In either case, the purpose of this plan is to save your business
from closing its doors forever when disaster strikes. This disaster
may be in the form of a natural disaster, such as the one that struck
business of business owners when Hurricane Katrina wreaked havoc
in Louisiana, or it may be a man-made disaster. Poor business decisions,
a down-turn in the economy, or even having your business taken advantage
of by a few dishonest companies or employees can also spell disaster
for your business. By having a business recovery plan in place before
disaster strikes, you will know exactly what you need to do to keep
your business from going belly up.
What to Include in Your Business Recovery Plan
Your business recovery plan should contain several items and you
should update it at least once every six months to ensure it accurately
reflects the current standing of your business. Your business recovery
plan also must detail which personnel and departments are responsible
for responding to specific situations. As a small business owner,
you may be responsible for overseeing many, if not all, of the departments
typically found in a larger corporation. If you have a partner, however,
or have hired other personnel to help you run your business, your
business recovery plan should specify who is responsible for taking
care of the various aspects of your business should disaster occur.

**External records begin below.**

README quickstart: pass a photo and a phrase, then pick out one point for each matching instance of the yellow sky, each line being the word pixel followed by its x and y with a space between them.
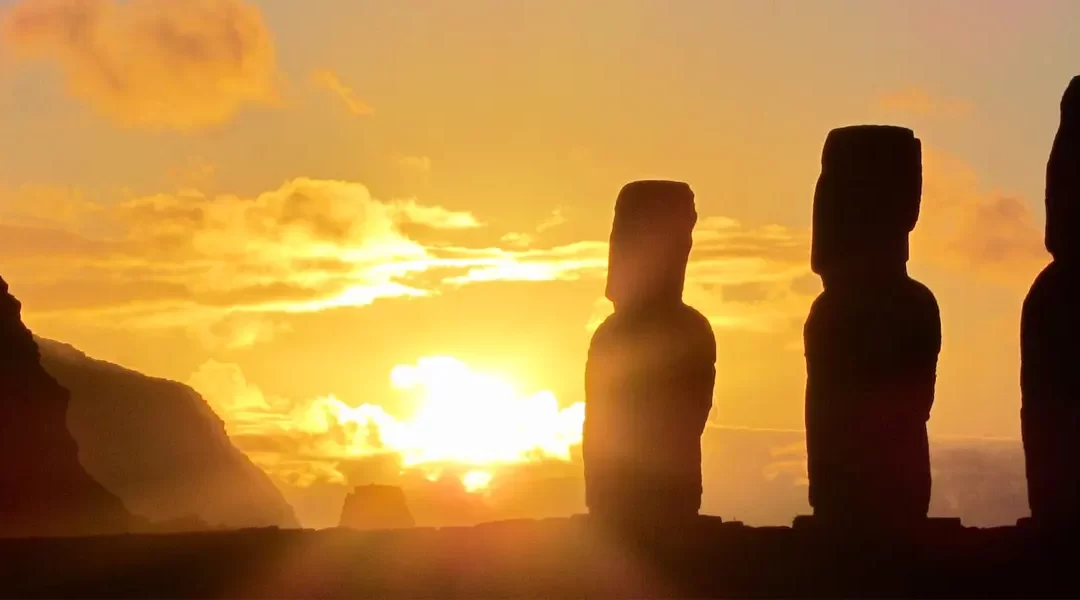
pixel 315 196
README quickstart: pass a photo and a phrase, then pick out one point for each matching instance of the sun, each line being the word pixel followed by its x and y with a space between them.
pixel 470 421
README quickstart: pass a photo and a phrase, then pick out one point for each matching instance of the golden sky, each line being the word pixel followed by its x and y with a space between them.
pixel 298 196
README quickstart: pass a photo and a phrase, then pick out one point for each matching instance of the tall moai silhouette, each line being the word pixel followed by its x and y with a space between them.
pixel 1050 339
pixel 872 337
pixel 650 370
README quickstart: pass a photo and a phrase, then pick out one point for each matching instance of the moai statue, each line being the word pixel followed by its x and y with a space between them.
pixel 651 366
pixel 1050 339
pixel 873 336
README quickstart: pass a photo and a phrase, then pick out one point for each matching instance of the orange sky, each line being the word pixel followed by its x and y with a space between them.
pixel 310 198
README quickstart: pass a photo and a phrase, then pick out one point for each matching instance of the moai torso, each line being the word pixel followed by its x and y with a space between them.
pixel 651 366
pixel 1050 330
pixel 873 336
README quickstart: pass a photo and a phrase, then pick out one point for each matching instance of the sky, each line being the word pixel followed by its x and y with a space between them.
pixel 280 202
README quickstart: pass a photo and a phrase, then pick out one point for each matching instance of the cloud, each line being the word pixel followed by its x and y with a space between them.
pixel 230 269
pixel 328 80
pixel 964 228
pixel 917 101
pixel 147 63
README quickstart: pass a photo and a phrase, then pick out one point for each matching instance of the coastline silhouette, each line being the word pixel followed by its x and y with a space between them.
pixel 872 343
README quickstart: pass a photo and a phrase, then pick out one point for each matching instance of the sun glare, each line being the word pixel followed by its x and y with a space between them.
pixel 470 421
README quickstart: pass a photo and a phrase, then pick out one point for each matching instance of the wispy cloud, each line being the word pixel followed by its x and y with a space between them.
pixel 151 64
pixel 919 103
pixel 329 81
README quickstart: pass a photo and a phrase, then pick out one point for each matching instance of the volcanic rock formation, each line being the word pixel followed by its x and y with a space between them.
pixel 159 446
pixel 650 370
pixel 872 337
pixel 1050 338
pixel 376 507
pixel 43 489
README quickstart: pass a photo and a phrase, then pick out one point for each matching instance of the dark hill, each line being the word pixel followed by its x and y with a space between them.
pixel 159 446
pixel 43 489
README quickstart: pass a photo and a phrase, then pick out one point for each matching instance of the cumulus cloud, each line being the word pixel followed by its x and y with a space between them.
pixel 148 63
pixel 919 103
pixel 976 231
pixel 328 80
pixel 216 263
pixel 229 268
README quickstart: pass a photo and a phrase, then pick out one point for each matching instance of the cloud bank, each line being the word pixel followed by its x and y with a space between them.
pixel 148 63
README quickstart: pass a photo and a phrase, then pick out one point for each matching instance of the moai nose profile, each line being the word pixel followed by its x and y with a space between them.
pixel 1050 330
pixel 873 336
pixel 650 370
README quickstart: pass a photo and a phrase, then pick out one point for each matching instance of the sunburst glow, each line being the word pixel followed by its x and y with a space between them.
pixel 467 419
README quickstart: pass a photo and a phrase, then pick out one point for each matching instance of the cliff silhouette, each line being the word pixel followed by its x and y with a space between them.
pixel 159 446
pixel 43 489
pixel 374 507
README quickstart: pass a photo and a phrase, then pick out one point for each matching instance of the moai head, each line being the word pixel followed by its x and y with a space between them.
pixel 867 200
pixel 650 243
pixel 1063 180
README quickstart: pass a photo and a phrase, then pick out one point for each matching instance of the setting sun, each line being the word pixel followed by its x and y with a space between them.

This way, there is no confusion when disaster does strike and your
business can take quick and decisive action.
Your business recovery plan should also specify the equipment you
will need to get your business back on track. This may include software
and hardware for the technology department as well as business equipment
and spare parts.
What to Do if Disaster Strikes Before You Have Created a Business
Recovery Plan
If your business is going broke and you have never created a business
recovery plan, you might still have time to do so. Before you go
knocking on a lawyer’s door asking him or her to help you file
bankruptcy, talk to a financial adviser or a business expert. They
can help you find ways to cut costs and to take advantage of laws
to protect your business. A lawyer probably won’t tell you
about your other choices unless you specifically ask about them.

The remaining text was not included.